Recruitment of study participants and eligibility
In Japan, the basic statutory health checkups are generally conducted by municipalities and companies. The first step of screening focused on those who visited the local study centers for such health checkups, and those who satisfied the inclusion criteria in their health checkups were invited to participate in the second step of screening. The inclusion criteria were age 30 to 60 years, fasting plasma glucose level of 100 to 125 mg/dL, and body mass index (BMI; calculated as weight in kilograms divided by height in meters squared) of at least 24.0. Exclusion criteria were having received a diagnosis of diabetes or receiving treatment for diabetes; having a history of ischemic heart disease, stroke, chronic hepatitis, liver cirrhosis, chronic pancreatitis, chronic nephritis, pituitary disease, thyroid disease, adrenal gland disease, mental illness, gastrectomy, or advanced malignant tumor; receiving corticosteroid or thyroid hormone medication; and being judged by the responsible physician of the local study center as unfit to participate in the study (eg, persons with serious diseases not included in the other exclusion criteria).
The second step of screening consisted of a 75-g OGTT after overnight fasting. Individuals who satisfied neither of the following World Health Organization diagnostic criteria for diabetes were registered as eligible study participants: fasting plasma glucose level of at least 126 mg/dL and 2-hour plasma glucose level of at least 200 mg/dL.11 Those who were diagnosed as having diabetes were not enrolled and were referred to a physician.
Randomization and study design
The responsible physicians in the local study centers obtained written informed consent individually from all the participants. The present study, an unmasked, multicenter, randomized controlled trial, adopted the central randomization method by telephone for allocation concealment. Allocation sequence, stratified by local study centers and sex, was generated with a computer by the collaborating epidemiologists of the Jichi Medical University who did not enroll the participants. The eligible 641 participants were randomly assigned, using the blocked randomization method with randomly selected block size (4 and 2) to the frequent intervention (FINT) group (n = 311) or the control group (n = 330).
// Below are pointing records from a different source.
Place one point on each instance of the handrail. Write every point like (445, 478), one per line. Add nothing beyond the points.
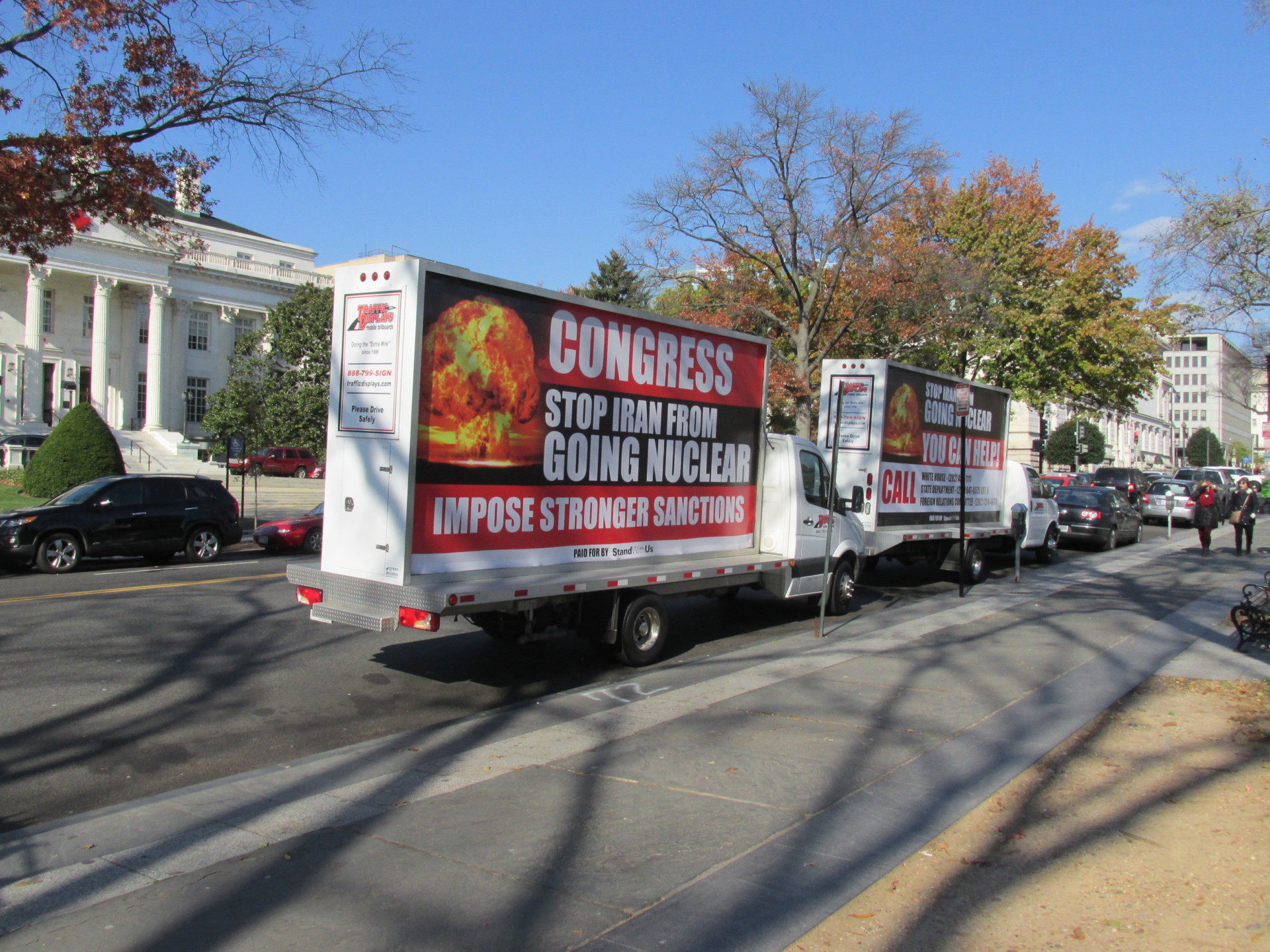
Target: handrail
(132, 446)
(253, 267)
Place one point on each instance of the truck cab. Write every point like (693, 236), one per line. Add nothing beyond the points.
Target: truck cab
(795, 521)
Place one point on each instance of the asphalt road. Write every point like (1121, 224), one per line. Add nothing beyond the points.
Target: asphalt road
(125, 681)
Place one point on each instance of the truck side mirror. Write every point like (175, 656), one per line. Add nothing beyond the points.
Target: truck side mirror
(857, 499)
(1019, 521)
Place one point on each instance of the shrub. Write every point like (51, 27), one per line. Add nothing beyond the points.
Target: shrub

For 36 months after randomization, each participant in the FINT and control groups received the intervention on different schedules. The FINT group received individual instructions and follow-up support for lifestyle modification from the medical staff at least 9 times (at baseline and 1, 3, 6, 12, 18, 24, 30, and 36 months; if necessary, 2 extra visits could be added at 9 and 15 months as an option). The control group received similar individual instructions 4 times only at 12-month intervals (at baseline and 12, 24, and 36 months) and continued to follow the instructions voluntarily without the follow-up support or the use of self-monitoring tools between each visit. At each visit after a 12-month interval, the responsible physician in the local study center checked whether each participant had any disease or treatment that was inappropriate for study participation or that clearly influenced glucose tolerance.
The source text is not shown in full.